Oxford coach Wes Brooks had given his blessing for his pitching coach and team bus driver to miss the doubleheader with Homewood to attend his son’s start and was moved by Jay’s immediate response to staying with the Yellow Jackets.

“It all stinks because everything didn’t line up perfect,” Brooks said. “We were kind of hoping and praying it’d get moved.

“I told him Coach Brooks’ feelings will not be hurt at all if you go, but he said I’m going to be here; I’m not missing. It wasn’t like he said I’ll get back to you in a couple days. It was I’m committed to these kids. Don’t get me wrong, I want to be there for (Jackson), but I coach Oxford baseball and we’ve got a game.”

So mom will be in the stands at Regions Field and dad will be in the dugout at Choccolocco Park trying to stay close to some kind of electronic device to check on Jackson’s progress — just as they were when Jay missed Jackson’s first home start in Pensacola because of a similar playoff conflict.

Brooks said he wouldn’t mind it either if Jay has “something in his pocket” to provide live updates during their game. If the doubleheader gets over early enough, Brooks may even try to have the Barons’ radio broadcast piped through the stadium’s speaker system for the fans to hear.

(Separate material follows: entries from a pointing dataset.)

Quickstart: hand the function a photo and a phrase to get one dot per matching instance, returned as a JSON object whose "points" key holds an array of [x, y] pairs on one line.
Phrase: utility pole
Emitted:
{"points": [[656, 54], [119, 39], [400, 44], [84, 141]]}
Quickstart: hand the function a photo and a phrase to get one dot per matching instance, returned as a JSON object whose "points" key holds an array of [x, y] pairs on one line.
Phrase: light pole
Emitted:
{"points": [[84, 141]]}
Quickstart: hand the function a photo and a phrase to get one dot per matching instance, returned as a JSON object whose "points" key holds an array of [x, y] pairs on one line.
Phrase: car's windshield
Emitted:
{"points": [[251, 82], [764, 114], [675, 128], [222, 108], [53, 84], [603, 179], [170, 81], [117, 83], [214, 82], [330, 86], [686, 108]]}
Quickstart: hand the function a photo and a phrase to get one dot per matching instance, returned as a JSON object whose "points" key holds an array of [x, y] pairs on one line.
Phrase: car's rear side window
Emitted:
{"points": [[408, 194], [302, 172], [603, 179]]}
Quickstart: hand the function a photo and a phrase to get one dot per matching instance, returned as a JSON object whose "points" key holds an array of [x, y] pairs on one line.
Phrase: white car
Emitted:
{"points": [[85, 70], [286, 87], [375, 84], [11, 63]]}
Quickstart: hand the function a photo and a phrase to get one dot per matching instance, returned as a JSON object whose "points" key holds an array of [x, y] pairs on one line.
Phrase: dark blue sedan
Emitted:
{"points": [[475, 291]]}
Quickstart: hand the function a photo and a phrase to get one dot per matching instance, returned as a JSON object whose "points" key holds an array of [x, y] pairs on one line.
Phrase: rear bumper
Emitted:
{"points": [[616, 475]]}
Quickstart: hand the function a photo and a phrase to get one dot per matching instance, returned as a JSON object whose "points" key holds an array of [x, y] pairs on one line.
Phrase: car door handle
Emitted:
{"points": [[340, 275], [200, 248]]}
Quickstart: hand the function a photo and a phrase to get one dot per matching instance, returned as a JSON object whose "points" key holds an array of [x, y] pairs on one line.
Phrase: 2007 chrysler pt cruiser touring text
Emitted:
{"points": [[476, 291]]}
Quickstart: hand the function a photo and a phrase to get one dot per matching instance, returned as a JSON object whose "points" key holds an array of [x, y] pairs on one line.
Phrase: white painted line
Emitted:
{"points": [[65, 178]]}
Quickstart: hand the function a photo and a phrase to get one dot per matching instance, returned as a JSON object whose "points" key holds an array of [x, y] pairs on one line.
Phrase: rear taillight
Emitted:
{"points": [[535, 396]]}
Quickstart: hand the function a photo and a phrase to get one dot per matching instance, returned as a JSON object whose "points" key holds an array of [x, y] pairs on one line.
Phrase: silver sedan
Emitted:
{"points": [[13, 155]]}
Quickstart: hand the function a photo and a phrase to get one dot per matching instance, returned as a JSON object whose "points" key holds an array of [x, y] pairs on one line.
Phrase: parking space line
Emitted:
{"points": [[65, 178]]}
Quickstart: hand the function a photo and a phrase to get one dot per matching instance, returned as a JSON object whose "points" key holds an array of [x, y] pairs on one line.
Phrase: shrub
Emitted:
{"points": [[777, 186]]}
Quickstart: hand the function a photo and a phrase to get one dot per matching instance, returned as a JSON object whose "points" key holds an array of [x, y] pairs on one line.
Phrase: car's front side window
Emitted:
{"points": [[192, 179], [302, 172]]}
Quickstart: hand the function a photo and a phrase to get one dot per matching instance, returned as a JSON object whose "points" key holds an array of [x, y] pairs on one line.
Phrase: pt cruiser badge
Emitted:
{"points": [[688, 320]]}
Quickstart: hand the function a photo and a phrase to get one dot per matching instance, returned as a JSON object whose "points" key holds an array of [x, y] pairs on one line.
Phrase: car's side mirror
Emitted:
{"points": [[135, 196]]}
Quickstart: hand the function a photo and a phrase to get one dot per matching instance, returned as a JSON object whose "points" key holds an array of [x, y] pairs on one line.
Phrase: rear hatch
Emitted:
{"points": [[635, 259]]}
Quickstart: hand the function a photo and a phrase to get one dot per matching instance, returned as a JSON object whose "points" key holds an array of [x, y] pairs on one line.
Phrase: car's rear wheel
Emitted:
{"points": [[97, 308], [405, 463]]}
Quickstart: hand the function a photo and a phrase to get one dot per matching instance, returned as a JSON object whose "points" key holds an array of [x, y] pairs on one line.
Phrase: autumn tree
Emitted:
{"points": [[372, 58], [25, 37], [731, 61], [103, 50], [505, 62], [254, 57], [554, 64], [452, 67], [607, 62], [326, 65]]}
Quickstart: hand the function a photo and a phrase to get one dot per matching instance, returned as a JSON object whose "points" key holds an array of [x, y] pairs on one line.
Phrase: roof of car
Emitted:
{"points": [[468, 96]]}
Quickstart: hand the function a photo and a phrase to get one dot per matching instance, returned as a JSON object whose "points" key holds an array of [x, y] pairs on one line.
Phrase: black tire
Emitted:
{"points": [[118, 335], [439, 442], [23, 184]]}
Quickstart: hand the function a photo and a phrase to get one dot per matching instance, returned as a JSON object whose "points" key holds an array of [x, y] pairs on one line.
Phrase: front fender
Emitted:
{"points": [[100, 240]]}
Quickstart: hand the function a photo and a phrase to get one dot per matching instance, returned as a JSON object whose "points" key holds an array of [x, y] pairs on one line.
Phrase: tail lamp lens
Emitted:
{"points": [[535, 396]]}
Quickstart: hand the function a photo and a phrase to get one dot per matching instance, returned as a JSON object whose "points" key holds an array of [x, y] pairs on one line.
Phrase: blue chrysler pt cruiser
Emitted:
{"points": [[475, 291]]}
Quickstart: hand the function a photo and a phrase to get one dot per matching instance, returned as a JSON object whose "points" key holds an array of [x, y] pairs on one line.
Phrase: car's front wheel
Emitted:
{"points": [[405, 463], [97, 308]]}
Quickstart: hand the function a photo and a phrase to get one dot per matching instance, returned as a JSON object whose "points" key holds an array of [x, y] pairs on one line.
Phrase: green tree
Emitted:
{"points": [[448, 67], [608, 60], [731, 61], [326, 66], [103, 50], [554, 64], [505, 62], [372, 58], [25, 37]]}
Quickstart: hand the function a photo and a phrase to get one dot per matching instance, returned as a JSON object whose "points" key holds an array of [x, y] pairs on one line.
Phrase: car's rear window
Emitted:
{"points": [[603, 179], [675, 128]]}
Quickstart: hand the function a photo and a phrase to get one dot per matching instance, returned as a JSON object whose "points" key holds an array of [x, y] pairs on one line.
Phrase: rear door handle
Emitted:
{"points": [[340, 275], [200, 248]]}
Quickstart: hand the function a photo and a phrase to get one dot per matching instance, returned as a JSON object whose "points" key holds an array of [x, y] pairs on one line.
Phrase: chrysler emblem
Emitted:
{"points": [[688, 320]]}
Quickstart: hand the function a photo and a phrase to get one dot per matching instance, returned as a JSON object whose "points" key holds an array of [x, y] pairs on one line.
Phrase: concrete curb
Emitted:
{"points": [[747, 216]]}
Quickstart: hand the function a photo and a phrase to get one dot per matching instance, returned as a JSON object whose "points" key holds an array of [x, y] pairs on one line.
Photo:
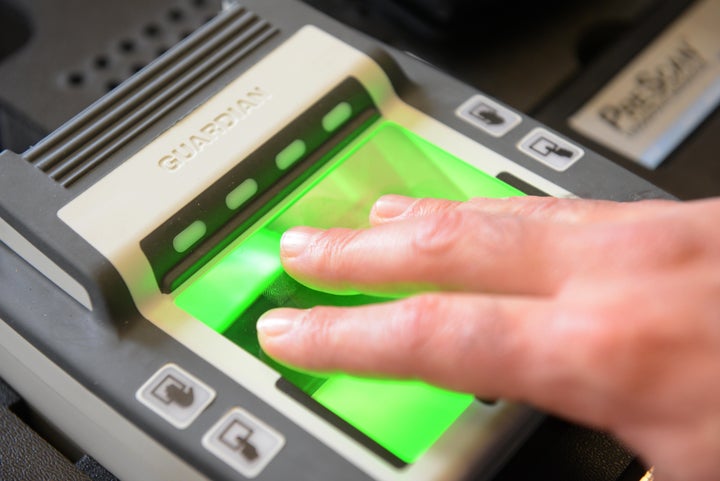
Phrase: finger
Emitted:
{"points": [[391, 208], [493, 347], [455, 250]]}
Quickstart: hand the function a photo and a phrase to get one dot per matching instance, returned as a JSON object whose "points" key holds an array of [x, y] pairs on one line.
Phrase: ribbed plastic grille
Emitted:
{"points": [[87, 141]]}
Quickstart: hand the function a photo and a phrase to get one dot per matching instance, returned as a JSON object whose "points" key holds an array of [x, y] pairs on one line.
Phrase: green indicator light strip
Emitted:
{"points": [[404, 417], [190, 236], [290, 154], [334, 119], [241, 194]]}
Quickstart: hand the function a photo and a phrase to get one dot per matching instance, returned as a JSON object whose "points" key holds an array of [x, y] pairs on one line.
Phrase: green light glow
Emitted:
{"points": [[290, 154], [188, 237], [230, 286], [405, 417], [241, 194], [340, 114]]}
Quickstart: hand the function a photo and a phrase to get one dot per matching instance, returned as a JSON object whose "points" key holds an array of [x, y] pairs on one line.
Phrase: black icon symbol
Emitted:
{"points": [[236, 436], [547, 147], [487, 114], [171, 390]]}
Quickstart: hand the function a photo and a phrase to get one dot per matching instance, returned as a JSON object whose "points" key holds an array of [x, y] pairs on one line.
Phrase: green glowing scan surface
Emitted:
{"points": [[404, 417]]}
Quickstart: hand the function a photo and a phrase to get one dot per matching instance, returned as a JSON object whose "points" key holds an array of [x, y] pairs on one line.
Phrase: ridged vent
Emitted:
{"points": [[78, 147]]}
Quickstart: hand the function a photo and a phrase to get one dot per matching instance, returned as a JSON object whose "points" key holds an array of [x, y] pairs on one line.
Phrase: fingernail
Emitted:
{"points": [[294, 241], [277, 322], [390, 206]]}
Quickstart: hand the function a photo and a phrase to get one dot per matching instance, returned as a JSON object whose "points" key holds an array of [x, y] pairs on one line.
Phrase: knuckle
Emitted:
{"points": [[439, 232], [655, 245], [320, 336], [425, 206], [415, 324], [539, 206], [330, 248]]}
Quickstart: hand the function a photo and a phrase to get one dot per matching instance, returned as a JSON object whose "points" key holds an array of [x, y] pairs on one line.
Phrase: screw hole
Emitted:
{"points": [[101, 62], [176, 15], [76, 79], [112, 85], [127, 46], [151, 30]]}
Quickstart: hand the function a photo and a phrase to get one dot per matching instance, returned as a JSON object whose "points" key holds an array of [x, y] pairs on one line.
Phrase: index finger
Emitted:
{"points": [[454, 250]]}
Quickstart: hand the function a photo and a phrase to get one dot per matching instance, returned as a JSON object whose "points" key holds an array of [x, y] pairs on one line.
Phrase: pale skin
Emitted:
{"points": [[604, 313]]}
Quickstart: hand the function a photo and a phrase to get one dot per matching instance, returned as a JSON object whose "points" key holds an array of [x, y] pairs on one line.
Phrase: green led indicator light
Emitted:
{"points": [[241, 194], [337, 116], [190, 236], [290, 154]]}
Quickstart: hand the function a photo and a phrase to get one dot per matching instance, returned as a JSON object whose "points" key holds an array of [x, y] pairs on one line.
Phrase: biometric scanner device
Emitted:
{"points": [[140, 245]]}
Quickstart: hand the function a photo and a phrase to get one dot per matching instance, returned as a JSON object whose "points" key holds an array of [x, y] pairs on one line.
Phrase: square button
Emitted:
{"points": [[487, 115], [175, 395], [243, 442], [550, 149]]}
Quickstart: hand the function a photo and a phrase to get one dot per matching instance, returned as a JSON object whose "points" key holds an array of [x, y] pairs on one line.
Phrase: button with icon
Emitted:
{"points": [[243, 442], [175, 395], [490, 116], [550, 149]]}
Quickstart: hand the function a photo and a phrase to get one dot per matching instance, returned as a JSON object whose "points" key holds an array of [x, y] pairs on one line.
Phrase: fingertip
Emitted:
{"points": [[275, 330], [389, 207], [294, 241]]}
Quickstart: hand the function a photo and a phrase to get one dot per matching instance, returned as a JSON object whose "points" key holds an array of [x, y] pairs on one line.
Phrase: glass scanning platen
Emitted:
{"points": [[404, 417]]}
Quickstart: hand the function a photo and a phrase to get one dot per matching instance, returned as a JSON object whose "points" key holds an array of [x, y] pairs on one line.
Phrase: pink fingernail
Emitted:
{"points": [[277, 322], [390, 206], [294, 241]]}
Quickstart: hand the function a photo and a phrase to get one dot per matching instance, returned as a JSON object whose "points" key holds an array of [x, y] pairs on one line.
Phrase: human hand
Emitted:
{"points": [[604, 313]]}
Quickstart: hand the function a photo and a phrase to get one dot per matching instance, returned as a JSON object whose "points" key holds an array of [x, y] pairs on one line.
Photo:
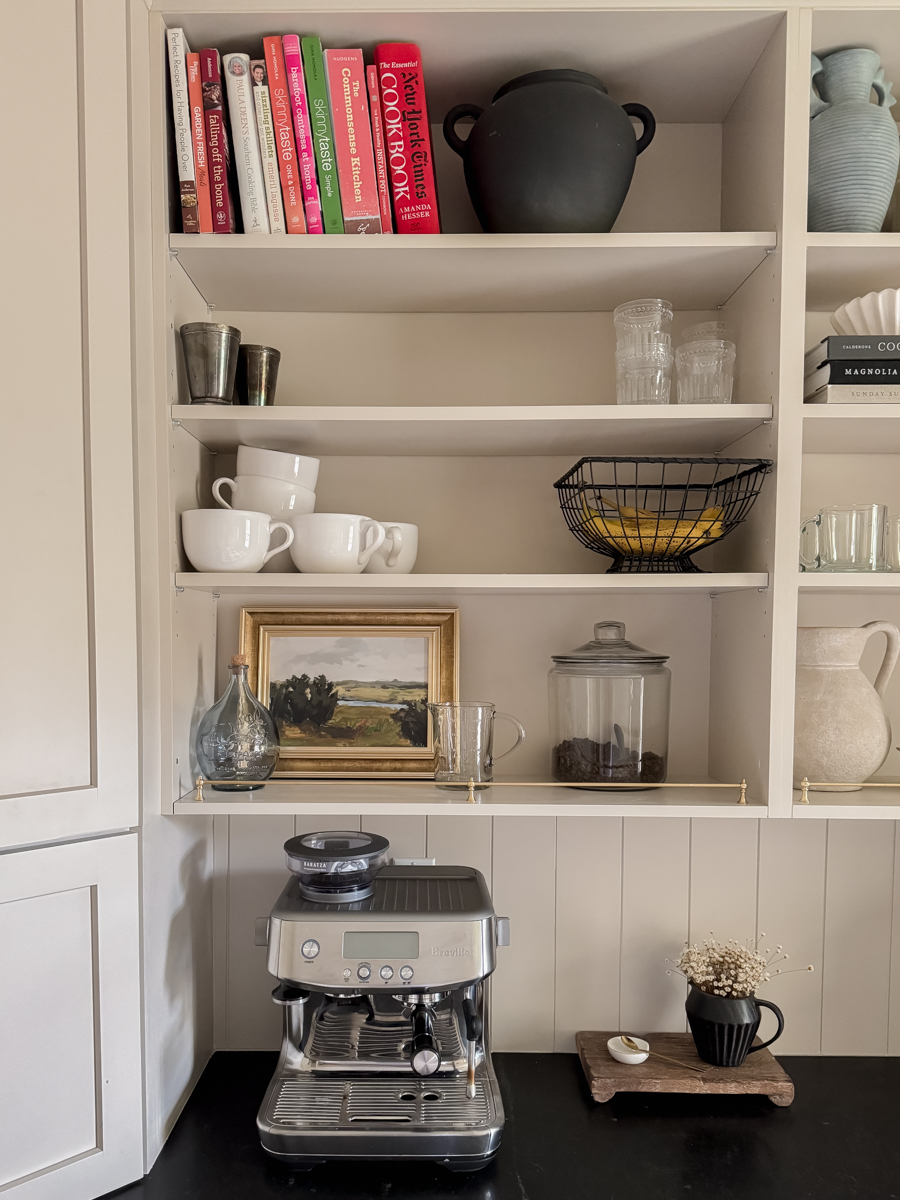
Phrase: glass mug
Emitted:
{"points": [[463, 743], [846, 538]]}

“It sucks he can’t be there, I’m not going to lie, because Dad taught me everything,” Jackson said from Pensacola Wednesday night. “When I was a little munchkin running around the backyard, he was coaching me.

“It’s always great to have your role model in life there. He’s been to plenty of games, but the first time I get to pitch in Birmingham he can’t be there and it upset me. But it upsets him more. It tears him up when he can’t go.”

When Jackson does take the mound Friday night, it will be eight days since he has thrown in a game.

He has been with the Double-A club from the start of the season after leading the Florida State League in wins a year ago. He is 1-1 with a 3.12 ERA in three starts this season with 21 strikeouts in 17 1-3 innings. He’s also batting for the first time since homering in the 2012 state championship game; he’s 0-for-3, but 4-for-4 on sacrifice opportunities.

Dad should get plenty of chances to see his son pitch after the Jackets’ playoff run a lot closer than driving to Pensacola. The Southern League has teams in Montgomery and Chattanooga.

On the cover: Cincinnati Reds pitching prospect Jackson Stephens still has Oxford sports in his system and takes in a Yellow Jackets’ game whenever he’s home.